When the Manga theme is absent, there are still a few directing snafus from time to time:
the girl playing guitar in the first episode, it's obvious that the audio is not real. There's no background noise. It's even worse when you know that the actress playing guitar in the show, is actually a skilled piano player and a professional singer.
But the author thought that guitar is better for that particular scene.
Acting during the PE class is extremely poor. The penalty kick by the protagonist is a forced comedy scene, meant to belittle the antagonist bully.
Everybody i discussed the show with highlighted that the scenario writing (the conversations) is cheesy. Mediocre at best. The opening scene in the pilot, with the bus conversation, is meant to establish roles, from the first moment. Instead of letting the audience build their own opinions about the characters, and pick sides, the author establishes from the first scene that: this girl bad, this girl good.
I am willing to bet you a million dollars, that in the whole wide middle east, from the gulf to the ocean, there isn't a single anarchist-mind gothic-style teenage hacker girl. And if there was, her name is definitely not some archaic nomadic-culture name of "nouf", neither in her 6-degrees social circle.
You can't even find anyone called nouf today, not to mention, a gothic anarchist hacker girl.
This character should have had a name which carries a meaning and a theme of: mystery, dark and ambiguous. A name like: qamar, laila, malak, anna (and mention casually that this happens to have an arabic meaning of: a girl who moans silently).
The author might as well have called her "fahmeyye", being the brain in the group.
The casting choice of the protagonist and her best friend is spot on. But the casting of the evil girls is poor. The second girl (the red head) is obvoiusly not of high-school age. And hair extensions... a lot of hair extensions...
there are a couple of plot holes, which the author tried to mask or skipped.
How did the protagonist set up the list of girls-rooms in the school trip? Was she assigned to it? Did the group hack the school system?
No one in their right mind keeps their personal diary and their anti-depressant in their gym bag, unattended. Anti-depressants are usually 1 pill taken in the morning. They are not carried around all day. Except for anxiety pills.
On the second episode.
They dont show how the protagonist got the girls in trouble the first time, by stealing their phone conversations and playing them on public speakers.

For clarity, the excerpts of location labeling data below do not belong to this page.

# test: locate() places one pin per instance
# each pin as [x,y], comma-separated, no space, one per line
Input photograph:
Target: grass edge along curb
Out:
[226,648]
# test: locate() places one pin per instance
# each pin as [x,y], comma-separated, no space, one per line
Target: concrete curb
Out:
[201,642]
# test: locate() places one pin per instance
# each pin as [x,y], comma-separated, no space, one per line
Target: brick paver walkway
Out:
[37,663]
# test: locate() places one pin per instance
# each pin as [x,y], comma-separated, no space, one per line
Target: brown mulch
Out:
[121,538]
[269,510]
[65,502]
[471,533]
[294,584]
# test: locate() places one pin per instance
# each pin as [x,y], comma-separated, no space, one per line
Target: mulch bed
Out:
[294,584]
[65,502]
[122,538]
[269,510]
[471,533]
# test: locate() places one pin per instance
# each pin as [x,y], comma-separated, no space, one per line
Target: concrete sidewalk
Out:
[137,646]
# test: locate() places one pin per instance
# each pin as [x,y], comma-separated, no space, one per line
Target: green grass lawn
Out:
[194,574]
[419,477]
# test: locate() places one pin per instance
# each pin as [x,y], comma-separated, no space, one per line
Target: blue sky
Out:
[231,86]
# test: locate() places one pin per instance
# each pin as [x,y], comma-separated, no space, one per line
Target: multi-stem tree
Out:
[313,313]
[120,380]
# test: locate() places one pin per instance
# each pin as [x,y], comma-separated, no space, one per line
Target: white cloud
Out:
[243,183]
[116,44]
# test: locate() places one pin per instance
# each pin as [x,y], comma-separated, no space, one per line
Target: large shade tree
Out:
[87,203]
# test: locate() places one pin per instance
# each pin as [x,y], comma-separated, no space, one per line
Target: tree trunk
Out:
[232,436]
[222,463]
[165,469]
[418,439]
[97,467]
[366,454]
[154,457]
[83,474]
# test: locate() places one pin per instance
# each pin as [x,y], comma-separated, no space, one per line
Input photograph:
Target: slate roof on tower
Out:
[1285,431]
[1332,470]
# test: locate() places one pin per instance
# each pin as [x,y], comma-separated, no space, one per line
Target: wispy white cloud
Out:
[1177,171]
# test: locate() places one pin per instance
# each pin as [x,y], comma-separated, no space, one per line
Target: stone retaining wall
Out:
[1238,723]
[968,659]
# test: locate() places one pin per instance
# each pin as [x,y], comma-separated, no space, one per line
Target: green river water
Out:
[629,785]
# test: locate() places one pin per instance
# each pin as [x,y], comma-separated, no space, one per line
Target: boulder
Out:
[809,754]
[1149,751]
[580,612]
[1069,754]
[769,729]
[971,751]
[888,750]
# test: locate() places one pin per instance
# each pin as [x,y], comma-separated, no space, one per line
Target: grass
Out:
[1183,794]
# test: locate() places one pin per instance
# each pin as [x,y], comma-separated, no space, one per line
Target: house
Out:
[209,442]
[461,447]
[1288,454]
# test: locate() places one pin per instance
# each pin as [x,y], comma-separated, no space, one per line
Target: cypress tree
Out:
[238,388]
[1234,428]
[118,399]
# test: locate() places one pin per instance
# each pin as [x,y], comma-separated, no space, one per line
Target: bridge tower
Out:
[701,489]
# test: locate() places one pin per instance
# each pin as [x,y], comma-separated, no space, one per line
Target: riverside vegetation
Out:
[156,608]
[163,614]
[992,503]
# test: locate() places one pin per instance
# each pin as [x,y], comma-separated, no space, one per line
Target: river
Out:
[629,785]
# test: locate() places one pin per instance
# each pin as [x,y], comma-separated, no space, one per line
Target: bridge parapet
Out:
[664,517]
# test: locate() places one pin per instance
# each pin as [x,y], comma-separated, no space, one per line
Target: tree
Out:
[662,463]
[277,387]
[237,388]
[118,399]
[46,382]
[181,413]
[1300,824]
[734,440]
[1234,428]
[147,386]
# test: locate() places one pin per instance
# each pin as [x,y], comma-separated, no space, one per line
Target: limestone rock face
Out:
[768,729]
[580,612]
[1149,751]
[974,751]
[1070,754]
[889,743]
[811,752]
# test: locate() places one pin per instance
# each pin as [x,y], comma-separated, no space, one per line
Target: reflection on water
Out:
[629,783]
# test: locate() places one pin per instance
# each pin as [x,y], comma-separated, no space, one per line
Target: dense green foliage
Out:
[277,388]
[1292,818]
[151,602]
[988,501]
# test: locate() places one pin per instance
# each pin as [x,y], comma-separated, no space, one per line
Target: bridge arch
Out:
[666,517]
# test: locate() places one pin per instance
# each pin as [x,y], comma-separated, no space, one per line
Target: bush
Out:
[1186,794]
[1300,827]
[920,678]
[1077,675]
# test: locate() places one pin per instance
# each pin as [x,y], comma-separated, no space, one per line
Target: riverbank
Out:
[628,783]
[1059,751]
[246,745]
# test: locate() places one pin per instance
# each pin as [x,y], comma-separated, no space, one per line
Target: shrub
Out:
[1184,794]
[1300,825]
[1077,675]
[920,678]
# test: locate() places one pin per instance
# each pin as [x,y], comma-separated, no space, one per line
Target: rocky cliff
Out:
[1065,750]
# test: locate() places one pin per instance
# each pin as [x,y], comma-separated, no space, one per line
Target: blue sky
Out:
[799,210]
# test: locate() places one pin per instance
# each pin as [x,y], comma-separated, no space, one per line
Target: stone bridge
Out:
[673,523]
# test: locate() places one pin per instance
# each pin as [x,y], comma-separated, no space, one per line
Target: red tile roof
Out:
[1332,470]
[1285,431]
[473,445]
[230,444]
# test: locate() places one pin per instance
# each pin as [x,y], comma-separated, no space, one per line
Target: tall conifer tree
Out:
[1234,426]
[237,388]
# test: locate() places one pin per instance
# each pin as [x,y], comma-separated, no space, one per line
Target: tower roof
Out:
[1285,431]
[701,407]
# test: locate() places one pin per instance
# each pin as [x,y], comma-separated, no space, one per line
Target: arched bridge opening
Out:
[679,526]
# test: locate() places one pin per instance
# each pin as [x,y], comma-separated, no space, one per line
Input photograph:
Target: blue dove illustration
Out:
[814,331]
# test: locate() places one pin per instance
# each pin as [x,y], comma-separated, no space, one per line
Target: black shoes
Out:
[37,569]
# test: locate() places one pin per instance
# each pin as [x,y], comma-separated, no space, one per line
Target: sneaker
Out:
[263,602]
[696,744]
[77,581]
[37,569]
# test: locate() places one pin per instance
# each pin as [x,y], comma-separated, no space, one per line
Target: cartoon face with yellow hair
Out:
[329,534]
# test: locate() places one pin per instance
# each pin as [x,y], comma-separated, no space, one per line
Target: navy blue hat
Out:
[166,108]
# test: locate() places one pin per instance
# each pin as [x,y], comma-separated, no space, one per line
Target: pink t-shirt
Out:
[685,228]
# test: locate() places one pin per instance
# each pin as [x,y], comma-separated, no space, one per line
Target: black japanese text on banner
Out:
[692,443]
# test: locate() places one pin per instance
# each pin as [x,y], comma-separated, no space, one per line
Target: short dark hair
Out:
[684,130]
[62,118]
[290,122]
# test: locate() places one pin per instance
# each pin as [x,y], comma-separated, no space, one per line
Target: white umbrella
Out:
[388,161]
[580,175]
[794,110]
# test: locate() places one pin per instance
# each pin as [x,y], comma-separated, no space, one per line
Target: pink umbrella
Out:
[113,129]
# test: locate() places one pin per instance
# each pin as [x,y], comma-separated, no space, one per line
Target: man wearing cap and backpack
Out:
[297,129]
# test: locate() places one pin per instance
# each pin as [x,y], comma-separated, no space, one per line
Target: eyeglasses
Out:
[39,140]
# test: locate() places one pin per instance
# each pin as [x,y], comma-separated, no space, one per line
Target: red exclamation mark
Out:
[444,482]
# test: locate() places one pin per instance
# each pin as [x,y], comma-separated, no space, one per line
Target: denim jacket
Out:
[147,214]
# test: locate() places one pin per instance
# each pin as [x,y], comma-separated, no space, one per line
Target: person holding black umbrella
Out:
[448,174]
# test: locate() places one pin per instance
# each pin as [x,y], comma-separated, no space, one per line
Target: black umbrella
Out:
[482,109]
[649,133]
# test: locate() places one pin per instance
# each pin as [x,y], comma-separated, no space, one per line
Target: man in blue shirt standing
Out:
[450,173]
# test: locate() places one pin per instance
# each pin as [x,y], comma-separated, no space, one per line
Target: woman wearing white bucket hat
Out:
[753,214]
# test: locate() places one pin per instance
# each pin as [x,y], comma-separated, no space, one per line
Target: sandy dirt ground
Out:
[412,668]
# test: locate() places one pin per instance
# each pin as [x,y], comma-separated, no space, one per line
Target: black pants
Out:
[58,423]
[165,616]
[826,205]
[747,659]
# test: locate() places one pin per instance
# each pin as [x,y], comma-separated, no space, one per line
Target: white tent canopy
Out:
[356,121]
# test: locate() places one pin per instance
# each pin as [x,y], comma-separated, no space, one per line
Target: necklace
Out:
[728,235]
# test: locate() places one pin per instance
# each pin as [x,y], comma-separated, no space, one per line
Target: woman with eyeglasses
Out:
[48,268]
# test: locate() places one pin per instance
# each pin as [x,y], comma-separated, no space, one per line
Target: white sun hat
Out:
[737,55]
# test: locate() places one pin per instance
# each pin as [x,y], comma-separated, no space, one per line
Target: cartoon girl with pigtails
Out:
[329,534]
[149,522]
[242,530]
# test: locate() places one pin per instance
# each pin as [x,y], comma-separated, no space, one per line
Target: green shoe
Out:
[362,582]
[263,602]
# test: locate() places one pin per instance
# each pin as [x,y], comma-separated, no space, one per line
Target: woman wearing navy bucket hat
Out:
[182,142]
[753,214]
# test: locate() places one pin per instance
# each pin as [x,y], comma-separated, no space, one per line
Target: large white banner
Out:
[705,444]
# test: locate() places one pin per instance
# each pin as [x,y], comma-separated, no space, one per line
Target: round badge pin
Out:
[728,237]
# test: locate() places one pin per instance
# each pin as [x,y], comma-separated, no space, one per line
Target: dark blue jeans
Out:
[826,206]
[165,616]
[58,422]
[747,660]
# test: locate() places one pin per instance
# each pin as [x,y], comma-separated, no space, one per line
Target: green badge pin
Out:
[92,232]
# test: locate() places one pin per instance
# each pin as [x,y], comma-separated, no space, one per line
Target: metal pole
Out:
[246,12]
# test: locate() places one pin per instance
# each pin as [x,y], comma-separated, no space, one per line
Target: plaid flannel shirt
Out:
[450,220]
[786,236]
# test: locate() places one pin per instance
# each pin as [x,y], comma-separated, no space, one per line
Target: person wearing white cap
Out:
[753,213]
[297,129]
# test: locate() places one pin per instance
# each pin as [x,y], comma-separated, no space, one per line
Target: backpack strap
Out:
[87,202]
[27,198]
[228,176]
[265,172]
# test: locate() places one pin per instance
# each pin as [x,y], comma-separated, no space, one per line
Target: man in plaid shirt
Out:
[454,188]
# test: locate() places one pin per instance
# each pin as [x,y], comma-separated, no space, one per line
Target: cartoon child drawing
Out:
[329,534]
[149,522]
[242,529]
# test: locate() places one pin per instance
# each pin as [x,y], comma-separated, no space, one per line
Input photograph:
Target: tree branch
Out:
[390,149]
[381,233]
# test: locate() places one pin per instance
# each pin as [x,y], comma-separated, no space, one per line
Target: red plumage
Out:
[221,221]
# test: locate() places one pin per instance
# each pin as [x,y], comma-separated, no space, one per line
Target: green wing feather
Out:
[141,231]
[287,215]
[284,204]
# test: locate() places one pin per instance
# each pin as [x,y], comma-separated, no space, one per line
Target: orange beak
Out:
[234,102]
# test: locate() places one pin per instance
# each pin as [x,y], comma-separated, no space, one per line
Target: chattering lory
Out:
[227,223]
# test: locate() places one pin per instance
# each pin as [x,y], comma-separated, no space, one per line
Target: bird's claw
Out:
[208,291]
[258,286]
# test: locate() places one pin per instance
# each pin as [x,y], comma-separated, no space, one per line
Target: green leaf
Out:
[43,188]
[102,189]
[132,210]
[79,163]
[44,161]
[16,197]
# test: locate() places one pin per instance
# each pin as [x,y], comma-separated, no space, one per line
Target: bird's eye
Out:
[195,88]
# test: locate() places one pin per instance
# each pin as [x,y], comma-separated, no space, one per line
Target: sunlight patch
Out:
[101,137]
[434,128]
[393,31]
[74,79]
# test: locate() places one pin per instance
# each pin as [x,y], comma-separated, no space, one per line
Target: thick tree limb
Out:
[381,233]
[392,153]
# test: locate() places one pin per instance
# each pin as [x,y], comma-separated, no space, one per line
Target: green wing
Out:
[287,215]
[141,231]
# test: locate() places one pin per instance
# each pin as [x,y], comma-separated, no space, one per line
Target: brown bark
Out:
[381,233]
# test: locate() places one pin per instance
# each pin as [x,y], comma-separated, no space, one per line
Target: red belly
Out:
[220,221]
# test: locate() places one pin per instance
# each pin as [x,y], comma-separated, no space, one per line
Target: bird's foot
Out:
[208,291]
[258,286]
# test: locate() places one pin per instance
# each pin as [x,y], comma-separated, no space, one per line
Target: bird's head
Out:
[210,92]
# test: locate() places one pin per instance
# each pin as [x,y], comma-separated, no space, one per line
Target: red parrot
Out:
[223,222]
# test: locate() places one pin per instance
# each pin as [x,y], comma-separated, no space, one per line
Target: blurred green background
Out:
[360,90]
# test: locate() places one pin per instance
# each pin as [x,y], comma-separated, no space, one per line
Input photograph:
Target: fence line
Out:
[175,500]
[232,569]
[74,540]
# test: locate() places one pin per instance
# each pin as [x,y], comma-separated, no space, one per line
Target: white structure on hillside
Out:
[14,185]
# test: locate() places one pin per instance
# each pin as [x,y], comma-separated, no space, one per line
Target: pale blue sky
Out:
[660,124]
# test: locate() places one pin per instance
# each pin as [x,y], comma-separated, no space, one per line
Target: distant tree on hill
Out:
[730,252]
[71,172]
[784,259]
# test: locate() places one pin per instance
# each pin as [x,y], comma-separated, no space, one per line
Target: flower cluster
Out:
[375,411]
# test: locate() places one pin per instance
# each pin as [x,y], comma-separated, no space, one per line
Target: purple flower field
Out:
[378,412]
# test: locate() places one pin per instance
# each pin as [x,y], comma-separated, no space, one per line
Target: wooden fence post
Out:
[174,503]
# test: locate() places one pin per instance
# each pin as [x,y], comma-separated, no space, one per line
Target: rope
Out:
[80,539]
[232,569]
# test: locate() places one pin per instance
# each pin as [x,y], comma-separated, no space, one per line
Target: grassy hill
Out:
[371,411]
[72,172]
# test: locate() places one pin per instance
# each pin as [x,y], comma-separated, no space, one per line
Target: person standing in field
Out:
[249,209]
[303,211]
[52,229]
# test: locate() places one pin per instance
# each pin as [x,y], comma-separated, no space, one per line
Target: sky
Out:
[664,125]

The daughter of a very influential person would NOT serve community service under any circumstances.
Certain situations were forced, and they dont usually occur in middle eastern societies:
a college guy befriending a highschool girl, going out with her on dates, and inviting her to his private condo, only to watch a movie with her? Really?
There is like this weird funny teleportation. The show is set up as a japanese Manga, until the fanatic brother shows up and kicks the door down, then the scene suddenly teleports to jordan.
I really dont believe that such communities exist in jordan. It's all Manga, and it's being praised because it's an arab production which made it to Netflix.
A young girl in the middle east would know better than to enter a swimming pool when there's only 1 creepy old man. Where were the life guards?
On the other hand, there are a few good things about the show. Things which are so good that make the show somehow acceptable.
I like a lot how layan highlights the contrast in nouf's response to each of the 2 harassment situations. In the first, she wanted to keep it down and bury the whole incident. In the dancing club, she wanted people to support her and punish the guy. While nouf's reaction is realistic in both cases, it really makes me think why would the reaction to each harassment incident should be different?
Without episode 5, the show is just a tom-cruis-ish revenge story. Episode 5 showed you that the bully also might have a good side, a human side.
At the same time, the protagonist took it too far with her revenge plan. There might be also a subtle message there, that doing little harm to harmless kids will bring out angry vengeful grudgeful adults, who'll go as far as facilitating murder. People will think maryam is a b****, but she really is the victim of bullying.
Just like the 2014 movie "the interview" teaches us, you can't take down a high-profile popular person while they're in their prime. You can't get back at the bully while they are in their prime popularity and highest approval levels. You need to wear them down, destroy their popularity, then take them down. The show got this right.
Indirectly, the show warns teenagers about classical hackers' traps on social media. Something like "open this link". There are sadly desperate teenagers who are willing to take their risk and open that link.